Rosario de pueblos a lo largo de la ruta 5, buen momento para un padrenuestro

Existen dos grandes ciudades o mejor dicho pueblos grandes, que son: Ancud y Castro, por tal motivo es preferente tomarlas como base y de ahí recorrer los pequeños pueblitos que se van desglosando a medida que se recorre el ondulante paisaje de la ruta panamericana, entre verdísimos valles y lomadas llenas de curvas desde donde se atisba el mar, a veces, a cada lado de la ruta.

Cuando uno camina por las calles de la Isla, percibe desde el primer momento un aroma en el aire muy particular, al principio indescifrable, cuando se empiezan a decantar los usos y costumbres del lugar, uno se da cuenta que el olor de las maderas ( de la casi totalidad de las construcciones de cada pueblo ), la utilización de cocinas a leña, el kerosene de las lámparas, todo se funde e impregna de un realismo mágico en cada paso que uno deja atrás, hasta la misma ciudad de Castro no pierde ese misticismo propio de viejos pueblos pesqueros.

Un paseo por la Isla nos puede llevar a conocer una riqueza de manifestaciones que reflejan el universo cotidiano del lemuyano.
Dentro de éstas se destaca la religiosidad chilota expresada en la construcción de iglesias de madera, algunas con más de 200 años de antigüedad.

Si bien para los ojos de un extraño, la construcción sobre palafitos, las casas totalmente hechas en alerce, la tradición de las tiraduras ( consiste en el traslado por tierra o mar de edificios o casas de madera ya sea por partes o completos para reubicarlos en la topografía de la isla ), son factores de especial interés; el hecho de encontrar más de 150 iglesias con una tipologia unica en el mundo, transtorna los sentidos y puebla la vista de pequeñas joyas, que no tienen lo ostentoso o lo magnánimo de la arquitectura europea, pero sí el concepto acabado de un trabajo auténtico que fue declarado por la UNESCO como patrimonio de la Humanidad.
Las Iglesias tradicionales de Chiloé se emplazan cerca de la costa, enfrentando una explanada.

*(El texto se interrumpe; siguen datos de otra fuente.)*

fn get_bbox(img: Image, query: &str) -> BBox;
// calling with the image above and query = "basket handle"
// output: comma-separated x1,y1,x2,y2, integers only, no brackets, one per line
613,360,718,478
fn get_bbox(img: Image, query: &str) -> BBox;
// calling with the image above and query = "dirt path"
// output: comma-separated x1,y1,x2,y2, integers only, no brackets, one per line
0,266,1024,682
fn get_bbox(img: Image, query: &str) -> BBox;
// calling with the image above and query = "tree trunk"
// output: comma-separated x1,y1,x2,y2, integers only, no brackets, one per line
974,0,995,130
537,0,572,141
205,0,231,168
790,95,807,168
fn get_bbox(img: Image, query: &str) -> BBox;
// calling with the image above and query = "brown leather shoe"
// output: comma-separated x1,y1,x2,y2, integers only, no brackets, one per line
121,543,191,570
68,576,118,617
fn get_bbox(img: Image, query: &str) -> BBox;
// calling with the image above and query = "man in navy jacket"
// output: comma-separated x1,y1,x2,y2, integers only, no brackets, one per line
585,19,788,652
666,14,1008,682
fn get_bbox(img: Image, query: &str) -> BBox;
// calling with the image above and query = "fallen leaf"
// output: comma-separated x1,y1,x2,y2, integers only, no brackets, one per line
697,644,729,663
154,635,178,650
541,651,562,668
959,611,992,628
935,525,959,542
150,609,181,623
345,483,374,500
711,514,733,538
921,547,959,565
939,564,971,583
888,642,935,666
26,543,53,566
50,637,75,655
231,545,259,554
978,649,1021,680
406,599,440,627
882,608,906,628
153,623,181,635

La diversidad de expresión entre los diferentes templos está dada básicamente por las variaciones que atañen a la dimensión, la composición y la ornamentación.
Colores chillones, características de cualquier pueblo de pescadores donde por una cuestión práctica si se pintaban los barcos, ¿ por qué que no el mismísimo pueblo con la contundencia del color ?.
La técnica de construcción y la arquitectura de las iglesias de Chiloé son propias del lugar: los antecedentes ( España, Bavaria ) fueron adaptados y reformulados.
Debieron originarse en la conjunción de las habilidades de la población local en el tratamiento de la madera, y de los conocimientos de los jesuitas y franciscanos europeos.

Los ejemplos de esta arquitectura son dignos de encontrarse en Ancud, a lo largo de la ruta en: Quenchi, Dalcahue, Curacao de Velez, Achao, Castro, Puqueldon ( en la Isla de Lemay ), Queilen, Chonchi y Quellon.
Si uno está entre los 41/46 grados de latitud Sur y 72/75 grados de longitud Oeste, puede uno darse un tiempo para soñar y atravesar la mágica puerta que se nos abre al llegar a Chiloé.